I know my gut reaction, and one I see in the headlines and hear frequently, is that we MUST now be overdue for a correction because of this, right? That reaction is natural human behavior.  Our minds want to find patterns and trends, where oftentimes there is no evidence that the trend is anything but random.  It is sort of like going to Vegas and seeing red hit on the roulette wheel 9 times in a row and just knowing that you should bet on black because it is “overdue”, even though mathematically you know the odds are still 50/50.

Going back to 1980, we only have one other point of comparison where the intra-year drawdown was only -3%, and that was back in 1995 (blue circle). Had an investor shied away from the market in 1995, because they felt that a correction was overdue and thought they should wait for it to occur before investing, they would have missed several strong years.  You can see the return for 1995 as whole, and the following 4 consecutive years all exceeded 20%.

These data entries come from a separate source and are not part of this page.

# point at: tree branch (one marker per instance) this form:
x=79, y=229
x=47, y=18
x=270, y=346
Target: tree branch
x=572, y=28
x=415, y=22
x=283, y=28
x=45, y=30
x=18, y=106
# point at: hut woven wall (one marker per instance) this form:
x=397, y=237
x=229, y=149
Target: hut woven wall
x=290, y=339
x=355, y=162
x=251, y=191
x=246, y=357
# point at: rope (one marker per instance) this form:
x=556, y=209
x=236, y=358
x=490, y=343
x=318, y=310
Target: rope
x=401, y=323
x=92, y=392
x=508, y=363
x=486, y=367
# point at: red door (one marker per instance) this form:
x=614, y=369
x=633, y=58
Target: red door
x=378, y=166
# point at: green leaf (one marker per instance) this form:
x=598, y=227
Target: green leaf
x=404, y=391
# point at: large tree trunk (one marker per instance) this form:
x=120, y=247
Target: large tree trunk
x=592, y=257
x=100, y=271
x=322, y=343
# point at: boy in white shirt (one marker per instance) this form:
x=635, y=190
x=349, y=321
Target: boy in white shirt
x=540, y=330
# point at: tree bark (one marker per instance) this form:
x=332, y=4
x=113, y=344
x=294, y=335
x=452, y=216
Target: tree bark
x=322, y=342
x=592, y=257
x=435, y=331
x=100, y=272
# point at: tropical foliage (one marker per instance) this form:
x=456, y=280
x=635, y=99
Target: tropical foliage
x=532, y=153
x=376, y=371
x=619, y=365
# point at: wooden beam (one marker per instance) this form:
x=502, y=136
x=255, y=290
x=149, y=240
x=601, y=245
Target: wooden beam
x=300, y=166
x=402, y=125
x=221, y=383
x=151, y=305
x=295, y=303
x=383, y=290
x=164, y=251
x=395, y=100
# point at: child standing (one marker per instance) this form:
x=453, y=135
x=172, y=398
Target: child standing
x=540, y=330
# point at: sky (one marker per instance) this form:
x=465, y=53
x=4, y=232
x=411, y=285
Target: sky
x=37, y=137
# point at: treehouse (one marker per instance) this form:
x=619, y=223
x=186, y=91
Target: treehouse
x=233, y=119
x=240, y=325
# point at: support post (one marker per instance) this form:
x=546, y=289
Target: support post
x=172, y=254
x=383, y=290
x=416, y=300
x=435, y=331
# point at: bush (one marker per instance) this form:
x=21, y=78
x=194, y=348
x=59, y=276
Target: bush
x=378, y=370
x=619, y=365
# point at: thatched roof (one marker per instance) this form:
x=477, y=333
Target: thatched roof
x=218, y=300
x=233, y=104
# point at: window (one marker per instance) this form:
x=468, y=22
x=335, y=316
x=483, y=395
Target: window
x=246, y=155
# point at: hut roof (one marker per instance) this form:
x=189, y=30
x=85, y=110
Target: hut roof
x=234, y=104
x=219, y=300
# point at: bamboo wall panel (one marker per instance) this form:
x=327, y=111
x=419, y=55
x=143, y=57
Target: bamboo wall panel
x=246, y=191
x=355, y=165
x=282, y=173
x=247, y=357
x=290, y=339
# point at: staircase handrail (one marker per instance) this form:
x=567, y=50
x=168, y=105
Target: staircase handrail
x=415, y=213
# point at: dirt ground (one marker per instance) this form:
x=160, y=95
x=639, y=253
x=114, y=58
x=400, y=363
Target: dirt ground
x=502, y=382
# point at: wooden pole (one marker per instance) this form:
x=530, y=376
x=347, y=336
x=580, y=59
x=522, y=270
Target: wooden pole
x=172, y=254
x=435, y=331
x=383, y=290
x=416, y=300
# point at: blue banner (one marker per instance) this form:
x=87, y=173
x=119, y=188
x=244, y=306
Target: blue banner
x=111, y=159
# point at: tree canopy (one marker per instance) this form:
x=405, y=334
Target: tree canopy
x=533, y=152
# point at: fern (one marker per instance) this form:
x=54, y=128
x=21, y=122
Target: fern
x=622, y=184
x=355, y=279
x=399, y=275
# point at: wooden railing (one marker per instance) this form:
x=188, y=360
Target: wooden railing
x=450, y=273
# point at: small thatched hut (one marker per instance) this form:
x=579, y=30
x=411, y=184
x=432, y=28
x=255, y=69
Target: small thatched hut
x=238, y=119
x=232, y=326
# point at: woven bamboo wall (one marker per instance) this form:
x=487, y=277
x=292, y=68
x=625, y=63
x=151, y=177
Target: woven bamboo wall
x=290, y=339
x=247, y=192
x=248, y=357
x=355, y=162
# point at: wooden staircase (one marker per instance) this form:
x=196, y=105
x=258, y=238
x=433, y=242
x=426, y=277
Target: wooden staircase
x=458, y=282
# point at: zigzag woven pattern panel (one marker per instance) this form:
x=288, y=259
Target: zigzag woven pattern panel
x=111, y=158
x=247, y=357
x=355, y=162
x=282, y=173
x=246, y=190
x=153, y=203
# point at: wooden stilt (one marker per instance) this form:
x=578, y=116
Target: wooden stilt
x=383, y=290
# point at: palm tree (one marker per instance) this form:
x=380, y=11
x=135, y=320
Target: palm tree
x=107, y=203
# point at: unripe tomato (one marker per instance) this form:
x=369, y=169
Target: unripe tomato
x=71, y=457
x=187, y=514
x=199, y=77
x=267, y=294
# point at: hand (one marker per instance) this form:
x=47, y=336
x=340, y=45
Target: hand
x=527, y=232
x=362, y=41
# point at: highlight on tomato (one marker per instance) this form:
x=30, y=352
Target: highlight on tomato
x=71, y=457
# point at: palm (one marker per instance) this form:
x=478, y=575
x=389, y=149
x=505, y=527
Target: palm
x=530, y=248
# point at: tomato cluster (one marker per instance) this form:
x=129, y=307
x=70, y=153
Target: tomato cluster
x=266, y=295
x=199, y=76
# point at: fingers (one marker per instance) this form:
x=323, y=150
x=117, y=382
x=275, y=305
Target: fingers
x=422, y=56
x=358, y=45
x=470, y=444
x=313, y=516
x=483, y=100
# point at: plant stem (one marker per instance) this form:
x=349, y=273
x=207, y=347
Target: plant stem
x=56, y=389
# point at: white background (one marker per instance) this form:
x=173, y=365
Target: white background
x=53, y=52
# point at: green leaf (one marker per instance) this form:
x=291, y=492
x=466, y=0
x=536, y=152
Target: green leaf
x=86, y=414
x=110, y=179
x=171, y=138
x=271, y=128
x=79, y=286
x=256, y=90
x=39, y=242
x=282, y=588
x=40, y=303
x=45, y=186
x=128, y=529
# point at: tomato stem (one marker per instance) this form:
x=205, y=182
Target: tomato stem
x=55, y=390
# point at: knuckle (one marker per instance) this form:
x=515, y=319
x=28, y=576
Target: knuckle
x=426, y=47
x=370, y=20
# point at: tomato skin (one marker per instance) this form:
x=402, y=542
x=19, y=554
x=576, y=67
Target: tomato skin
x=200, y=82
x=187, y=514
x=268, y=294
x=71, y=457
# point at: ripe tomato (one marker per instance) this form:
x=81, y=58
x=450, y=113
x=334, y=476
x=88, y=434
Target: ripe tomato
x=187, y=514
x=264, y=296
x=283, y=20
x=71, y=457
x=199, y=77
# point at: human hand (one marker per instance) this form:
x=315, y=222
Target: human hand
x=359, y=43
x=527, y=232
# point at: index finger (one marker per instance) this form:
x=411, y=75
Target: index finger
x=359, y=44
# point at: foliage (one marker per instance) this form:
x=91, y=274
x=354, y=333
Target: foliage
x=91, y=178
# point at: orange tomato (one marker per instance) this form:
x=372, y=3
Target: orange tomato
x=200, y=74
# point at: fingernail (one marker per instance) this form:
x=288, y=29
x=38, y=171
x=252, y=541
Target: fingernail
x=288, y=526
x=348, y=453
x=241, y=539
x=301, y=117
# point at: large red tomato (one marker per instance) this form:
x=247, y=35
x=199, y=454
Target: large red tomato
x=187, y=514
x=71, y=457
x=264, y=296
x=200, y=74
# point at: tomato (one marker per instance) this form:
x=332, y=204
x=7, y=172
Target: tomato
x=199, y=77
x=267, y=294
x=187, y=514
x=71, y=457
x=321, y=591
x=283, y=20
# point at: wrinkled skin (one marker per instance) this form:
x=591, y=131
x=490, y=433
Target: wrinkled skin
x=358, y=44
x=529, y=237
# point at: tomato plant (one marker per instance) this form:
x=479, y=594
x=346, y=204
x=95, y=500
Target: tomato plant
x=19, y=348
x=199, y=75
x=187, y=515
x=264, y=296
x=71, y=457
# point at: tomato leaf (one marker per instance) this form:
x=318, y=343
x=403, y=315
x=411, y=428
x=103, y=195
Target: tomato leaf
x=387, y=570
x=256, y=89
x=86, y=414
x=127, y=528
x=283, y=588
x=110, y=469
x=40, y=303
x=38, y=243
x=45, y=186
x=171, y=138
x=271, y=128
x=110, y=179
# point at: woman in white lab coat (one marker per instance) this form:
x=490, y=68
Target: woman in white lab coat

Were there drawdowns?  Of course.  However, if the investor thought they should wait until a 10% pullback before investing, they would have waited until sometime in 1997 to get in.  Or maybe they thought about a 20% pullback as being their entry point, in which case they would have never invested until 2001, buying right into the collapse and falling further into 2002.

Will there be drawdowns going forward from here?  Of course.  That is one of the few things we can be fairly certain about.  It is exactly this volatility and risk that provide investors long-term excess returns from stocks.  However, quite simply, no one really knows when it will be, how big it will be, or how long it will last.

It is a bit of cliché, but we are firm believers that it is ultimately time in the markets, not timing the markets that leads to the attainment of investment goals.